Credible foreign media agencies including the AP have gone so far as to openly speculate that a psychological operations group associated with the US military or intelligence community played a role in designing the ads.

But a year into the campaign, is it getting results?

“It looks like a brainwashing campaign,” says 22-year-old Fatimah, one of a group of students sitting at a Cairo café.

Amr, a business consultant, critiques the ad more severely. “It looks like an attempt at manipulation,” he says. “It does not trigger any feelings of sympathy — with the visual effects and nice shots it doesn’t even feel like it is something from my culture — it might as well be a Coca-Cola ad, and I might as well switch back to watching Haifa [Wahbe, the Lebanese singer] without an afterthought.”

“It is reaching the audience, since it is on Iraqi television,” Pintak notes. “The biggest question is, will it have an effect? And the answer is: unlikely. People already know the impact of terrorism; they live with it every day. Those who support terrorism are not likely to have their minds changed by a television advertisement.”

While viewers’ opinions remain unaffected, the ads have left them feeling everything from confused to fearful.

“I didn’t get it until I watched it for the fifth time,” says Manal, an engineer, mother and regular ArabSat viewer. “And once you understand it, you wonder why they chose this approach. However, the commercial attracted me enough to want to figure out what they were trying to convey, but once I understood it, I didn’t like it. I don’t believe a commercial can change a person’s mind about something. A person has to be convinced of doing right and wrong from within themselves.”

Manal has another bone to pick with the advertisement: “They are taking the meaning of the aya out of context; that verse is actually referring to the relationship between a husband and wife,” says Manal, who says she reads the Qur’an on a daily basis as well as the tafsir (explanation) of each verse.

Most of those interviewed thought that despite the shock value, such a commercial would be unable to win viewers over to its message. “The advertisement scared me while watching it,” says 22-year-old Ghanna. “It shows terror. It shows nothing positive and offers no solution to the problem they are depicting.”

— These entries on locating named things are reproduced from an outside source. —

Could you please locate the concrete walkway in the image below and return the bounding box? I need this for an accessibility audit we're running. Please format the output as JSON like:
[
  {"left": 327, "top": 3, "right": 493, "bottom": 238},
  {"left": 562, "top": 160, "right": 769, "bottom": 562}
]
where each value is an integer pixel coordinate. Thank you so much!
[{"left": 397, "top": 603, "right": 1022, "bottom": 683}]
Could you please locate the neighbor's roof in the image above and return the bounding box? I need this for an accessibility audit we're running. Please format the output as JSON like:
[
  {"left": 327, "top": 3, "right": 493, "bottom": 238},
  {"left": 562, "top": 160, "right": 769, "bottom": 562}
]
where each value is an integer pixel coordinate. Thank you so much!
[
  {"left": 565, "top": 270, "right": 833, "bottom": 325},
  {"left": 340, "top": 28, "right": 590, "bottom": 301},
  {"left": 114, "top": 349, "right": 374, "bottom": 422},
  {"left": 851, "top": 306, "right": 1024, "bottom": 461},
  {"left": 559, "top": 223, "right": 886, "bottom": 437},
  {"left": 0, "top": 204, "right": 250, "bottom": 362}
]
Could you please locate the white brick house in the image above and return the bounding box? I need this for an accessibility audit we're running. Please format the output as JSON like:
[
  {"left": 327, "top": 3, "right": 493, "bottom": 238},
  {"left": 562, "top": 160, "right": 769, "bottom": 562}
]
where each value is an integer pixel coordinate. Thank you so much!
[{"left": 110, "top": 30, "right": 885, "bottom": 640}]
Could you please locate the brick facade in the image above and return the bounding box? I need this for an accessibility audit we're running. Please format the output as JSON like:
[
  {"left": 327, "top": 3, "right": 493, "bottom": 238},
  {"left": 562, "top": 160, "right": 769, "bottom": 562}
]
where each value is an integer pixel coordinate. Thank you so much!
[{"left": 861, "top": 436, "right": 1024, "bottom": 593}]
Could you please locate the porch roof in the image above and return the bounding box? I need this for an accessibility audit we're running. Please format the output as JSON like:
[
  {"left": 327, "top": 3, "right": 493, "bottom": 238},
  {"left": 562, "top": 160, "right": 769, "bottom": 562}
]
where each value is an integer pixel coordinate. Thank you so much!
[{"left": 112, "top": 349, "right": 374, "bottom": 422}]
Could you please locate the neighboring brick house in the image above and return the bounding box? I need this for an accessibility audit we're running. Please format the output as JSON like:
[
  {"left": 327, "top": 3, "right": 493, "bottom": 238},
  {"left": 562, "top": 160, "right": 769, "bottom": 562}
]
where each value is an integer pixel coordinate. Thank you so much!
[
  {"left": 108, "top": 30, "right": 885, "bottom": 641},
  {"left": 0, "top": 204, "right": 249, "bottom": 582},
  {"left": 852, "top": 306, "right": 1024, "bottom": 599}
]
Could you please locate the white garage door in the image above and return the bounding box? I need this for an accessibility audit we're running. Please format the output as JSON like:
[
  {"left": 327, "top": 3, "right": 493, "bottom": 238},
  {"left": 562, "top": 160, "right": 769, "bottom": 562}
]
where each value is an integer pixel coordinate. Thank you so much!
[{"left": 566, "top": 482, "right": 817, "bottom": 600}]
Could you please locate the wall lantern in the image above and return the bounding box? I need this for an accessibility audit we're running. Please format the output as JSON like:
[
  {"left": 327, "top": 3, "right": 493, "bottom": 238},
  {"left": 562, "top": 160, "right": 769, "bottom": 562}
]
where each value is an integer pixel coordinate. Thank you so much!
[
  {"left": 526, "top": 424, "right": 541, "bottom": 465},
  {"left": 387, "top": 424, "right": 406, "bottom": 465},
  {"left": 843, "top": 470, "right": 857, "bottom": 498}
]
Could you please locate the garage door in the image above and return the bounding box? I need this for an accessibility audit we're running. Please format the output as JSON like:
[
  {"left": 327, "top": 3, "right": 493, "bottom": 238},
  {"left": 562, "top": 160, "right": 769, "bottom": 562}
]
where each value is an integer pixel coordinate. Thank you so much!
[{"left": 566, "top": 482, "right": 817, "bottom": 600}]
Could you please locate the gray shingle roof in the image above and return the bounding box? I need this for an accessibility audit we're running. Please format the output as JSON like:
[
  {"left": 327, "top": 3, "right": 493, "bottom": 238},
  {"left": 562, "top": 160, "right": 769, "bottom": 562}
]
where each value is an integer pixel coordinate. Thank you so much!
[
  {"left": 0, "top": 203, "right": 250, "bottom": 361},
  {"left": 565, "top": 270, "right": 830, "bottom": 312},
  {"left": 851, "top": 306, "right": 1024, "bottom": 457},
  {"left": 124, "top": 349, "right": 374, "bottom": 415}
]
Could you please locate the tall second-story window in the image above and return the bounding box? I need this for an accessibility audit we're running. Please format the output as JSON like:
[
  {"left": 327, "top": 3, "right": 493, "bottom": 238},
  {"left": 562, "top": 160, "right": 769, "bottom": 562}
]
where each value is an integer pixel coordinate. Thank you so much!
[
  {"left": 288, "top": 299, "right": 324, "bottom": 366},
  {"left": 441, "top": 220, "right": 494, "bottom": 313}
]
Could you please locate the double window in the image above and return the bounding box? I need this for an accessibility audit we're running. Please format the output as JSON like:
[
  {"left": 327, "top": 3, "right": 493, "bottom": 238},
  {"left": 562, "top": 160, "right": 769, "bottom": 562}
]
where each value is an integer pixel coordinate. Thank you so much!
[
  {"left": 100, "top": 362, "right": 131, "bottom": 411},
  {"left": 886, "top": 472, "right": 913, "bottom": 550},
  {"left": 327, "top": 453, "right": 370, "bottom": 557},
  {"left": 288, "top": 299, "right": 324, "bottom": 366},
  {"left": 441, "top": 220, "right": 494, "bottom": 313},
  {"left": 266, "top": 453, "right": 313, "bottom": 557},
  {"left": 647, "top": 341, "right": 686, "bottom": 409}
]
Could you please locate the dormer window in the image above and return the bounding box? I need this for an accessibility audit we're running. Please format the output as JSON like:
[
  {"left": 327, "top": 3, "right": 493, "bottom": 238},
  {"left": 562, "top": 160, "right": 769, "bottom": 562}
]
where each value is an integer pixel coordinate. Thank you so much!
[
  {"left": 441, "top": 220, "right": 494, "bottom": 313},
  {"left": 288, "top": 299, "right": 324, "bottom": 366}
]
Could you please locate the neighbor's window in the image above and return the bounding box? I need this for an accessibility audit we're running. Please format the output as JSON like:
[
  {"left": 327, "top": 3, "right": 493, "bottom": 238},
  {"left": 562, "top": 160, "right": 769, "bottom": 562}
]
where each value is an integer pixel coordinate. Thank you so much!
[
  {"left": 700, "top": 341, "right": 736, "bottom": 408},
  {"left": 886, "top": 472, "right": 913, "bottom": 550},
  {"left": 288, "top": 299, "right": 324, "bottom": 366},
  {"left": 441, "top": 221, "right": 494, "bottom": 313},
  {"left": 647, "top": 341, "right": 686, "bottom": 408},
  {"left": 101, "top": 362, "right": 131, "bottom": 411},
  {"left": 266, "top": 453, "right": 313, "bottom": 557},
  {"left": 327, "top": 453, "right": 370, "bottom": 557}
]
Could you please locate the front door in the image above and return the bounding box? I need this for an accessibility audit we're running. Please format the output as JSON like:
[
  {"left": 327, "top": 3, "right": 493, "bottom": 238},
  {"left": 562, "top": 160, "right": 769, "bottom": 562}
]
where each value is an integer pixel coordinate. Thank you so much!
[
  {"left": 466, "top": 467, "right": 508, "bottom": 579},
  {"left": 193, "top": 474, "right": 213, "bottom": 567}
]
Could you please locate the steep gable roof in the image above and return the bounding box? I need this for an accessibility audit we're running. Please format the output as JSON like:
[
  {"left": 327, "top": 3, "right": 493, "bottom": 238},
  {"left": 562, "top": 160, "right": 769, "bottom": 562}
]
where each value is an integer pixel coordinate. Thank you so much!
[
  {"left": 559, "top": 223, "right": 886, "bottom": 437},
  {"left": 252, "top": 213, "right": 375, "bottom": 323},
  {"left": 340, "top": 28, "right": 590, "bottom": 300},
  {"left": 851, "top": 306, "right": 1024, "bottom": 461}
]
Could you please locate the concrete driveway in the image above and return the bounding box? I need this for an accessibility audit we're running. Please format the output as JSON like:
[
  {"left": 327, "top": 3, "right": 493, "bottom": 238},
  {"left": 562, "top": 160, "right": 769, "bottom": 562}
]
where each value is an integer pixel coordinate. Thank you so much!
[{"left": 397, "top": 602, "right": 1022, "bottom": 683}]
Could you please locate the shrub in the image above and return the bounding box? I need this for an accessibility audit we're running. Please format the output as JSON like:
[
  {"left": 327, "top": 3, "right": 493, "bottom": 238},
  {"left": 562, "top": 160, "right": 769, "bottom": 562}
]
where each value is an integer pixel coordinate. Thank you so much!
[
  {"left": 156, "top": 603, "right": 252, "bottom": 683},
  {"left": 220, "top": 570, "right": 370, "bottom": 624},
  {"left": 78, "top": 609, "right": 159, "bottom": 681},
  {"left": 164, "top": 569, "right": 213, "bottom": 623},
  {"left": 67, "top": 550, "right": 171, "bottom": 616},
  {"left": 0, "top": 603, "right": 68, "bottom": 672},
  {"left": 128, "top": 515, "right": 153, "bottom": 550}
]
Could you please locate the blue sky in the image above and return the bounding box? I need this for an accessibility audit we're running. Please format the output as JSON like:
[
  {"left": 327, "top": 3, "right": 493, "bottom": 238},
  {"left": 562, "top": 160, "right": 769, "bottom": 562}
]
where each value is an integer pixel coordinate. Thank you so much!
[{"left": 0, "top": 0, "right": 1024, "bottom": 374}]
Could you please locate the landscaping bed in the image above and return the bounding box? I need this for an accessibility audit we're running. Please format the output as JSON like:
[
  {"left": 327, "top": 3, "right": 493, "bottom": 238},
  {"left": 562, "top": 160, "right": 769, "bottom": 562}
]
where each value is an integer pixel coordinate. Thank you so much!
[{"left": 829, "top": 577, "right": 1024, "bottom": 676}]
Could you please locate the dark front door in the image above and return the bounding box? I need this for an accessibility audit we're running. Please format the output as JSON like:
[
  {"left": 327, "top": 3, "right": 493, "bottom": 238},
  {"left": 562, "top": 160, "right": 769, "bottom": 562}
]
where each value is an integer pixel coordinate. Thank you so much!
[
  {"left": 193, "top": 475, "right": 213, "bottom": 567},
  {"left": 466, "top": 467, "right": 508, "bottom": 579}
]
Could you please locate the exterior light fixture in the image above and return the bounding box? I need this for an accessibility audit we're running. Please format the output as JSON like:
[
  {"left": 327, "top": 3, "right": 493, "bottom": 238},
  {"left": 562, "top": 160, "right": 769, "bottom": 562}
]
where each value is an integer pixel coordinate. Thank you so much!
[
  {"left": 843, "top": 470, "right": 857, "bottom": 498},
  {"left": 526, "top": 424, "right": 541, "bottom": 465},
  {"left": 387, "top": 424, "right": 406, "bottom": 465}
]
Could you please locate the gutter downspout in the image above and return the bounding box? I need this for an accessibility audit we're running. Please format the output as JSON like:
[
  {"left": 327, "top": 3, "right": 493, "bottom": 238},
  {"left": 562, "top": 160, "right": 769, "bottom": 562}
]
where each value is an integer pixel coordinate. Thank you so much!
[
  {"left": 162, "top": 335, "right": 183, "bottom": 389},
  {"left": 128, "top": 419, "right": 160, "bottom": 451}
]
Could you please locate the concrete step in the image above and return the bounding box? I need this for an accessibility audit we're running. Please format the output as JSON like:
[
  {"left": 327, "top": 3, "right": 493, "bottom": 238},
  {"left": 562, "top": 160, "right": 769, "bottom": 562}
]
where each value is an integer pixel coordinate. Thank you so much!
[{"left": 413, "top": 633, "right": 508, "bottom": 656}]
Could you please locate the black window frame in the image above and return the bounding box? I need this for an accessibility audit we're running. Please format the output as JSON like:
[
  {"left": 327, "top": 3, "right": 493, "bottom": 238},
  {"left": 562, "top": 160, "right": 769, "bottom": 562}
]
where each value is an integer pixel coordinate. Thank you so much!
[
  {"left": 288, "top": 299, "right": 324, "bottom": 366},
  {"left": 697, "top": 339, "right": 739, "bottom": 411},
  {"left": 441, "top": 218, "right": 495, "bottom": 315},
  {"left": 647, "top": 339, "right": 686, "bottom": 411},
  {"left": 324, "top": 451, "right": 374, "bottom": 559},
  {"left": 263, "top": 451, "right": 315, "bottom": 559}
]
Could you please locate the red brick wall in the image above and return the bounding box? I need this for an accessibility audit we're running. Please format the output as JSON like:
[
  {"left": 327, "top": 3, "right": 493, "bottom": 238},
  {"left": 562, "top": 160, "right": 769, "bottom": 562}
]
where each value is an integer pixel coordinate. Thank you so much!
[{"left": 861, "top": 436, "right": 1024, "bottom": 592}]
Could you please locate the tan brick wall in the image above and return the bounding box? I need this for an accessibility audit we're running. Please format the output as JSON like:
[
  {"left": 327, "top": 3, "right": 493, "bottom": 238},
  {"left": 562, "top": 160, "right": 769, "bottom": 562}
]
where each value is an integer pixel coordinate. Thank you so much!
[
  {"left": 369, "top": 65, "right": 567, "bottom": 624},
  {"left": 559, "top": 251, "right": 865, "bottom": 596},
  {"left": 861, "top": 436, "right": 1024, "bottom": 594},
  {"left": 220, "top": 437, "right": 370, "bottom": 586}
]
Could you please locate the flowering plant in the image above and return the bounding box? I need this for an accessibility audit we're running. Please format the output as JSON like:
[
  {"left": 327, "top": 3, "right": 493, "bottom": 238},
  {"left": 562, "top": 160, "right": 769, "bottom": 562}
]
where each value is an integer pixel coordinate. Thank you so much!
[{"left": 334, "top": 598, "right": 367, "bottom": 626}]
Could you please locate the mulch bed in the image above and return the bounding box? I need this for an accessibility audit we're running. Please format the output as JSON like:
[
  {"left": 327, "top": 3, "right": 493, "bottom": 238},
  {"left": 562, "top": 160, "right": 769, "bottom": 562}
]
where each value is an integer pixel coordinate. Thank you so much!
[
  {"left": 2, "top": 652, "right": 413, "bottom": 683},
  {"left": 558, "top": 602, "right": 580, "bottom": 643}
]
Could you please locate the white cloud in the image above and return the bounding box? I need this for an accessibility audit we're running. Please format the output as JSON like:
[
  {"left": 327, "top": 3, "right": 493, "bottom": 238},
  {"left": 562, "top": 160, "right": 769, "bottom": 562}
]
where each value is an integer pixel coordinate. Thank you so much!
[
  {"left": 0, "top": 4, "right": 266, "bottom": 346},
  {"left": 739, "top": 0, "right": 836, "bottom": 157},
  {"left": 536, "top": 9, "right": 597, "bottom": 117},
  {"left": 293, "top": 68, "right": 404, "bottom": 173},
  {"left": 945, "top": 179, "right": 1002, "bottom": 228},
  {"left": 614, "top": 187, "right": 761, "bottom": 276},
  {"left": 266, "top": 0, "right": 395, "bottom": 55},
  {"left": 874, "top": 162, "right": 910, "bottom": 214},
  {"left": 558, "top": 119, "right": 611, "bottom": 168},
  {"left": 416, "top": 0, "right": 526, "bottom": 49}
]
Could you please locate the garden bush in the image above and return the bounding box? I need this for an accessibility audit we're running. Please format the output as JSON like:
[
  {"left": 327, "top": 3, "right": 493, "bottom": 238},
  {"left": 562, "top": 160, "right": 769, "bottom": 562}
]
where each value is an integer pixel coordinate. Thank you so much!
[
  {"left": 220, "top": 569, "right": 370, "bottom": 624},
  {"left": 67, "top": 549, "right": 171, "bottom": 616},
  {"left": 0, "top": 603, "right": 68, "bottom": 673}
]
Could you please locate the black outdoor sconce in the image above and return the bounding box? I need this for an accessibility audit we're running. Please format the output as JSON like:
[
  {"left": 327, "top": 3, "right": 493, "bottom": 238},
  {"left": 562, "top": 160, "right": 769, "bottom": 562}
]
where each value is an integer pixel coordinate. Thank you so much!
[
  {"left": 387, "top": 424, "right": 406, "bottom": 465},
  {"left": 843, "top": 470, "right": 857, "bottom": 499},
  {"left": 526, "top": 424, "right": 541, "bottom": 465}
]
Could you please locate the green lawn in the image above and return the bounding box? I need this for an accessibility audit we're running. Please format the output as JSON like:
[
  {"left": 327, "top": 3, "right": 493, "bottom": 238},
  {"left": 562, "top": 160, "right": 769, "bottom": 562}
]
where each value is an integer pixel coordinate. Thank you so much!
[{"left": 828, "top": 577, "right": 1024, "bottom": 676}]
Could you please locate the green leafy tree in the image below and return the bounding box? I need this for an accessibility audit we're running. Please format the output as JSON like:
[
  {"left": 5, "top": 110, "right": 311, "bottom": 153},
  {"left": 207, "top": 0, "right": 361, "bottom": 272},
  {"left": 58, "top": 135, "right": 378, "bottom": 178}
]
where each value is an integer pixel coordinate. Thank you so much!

More successful campaigns running on ArabSat include one that encourages people to treat their house servants with respect, while another portrays how educating girls could help transform society for the better. Perhaps the most visually provocative is that of a group of veiled women sitting around a cadaver, and as they talk, each rips off a piece of flesh and eats it. The message is clear: Avoid gossip, because according to Islam, it is equivalent to eating the flesh of your brother or sister. Then there is the more subtle advertisement, one with no voice-over, of a man struggling to make the choice between the chore he is occupied with and going to pray. Each time, he chooses to pray.

Such ads leave no question about the message the creators want to deliver, and have been well received by their predominantly Arab audiences. This is in great contrast to the No Terror campaign, which lacks both authenticity and transparency — two key characteristics for a communications campaign on such a sensitive and controversial topic — especially for audiences in a region long accustomed to recognizing propaganda.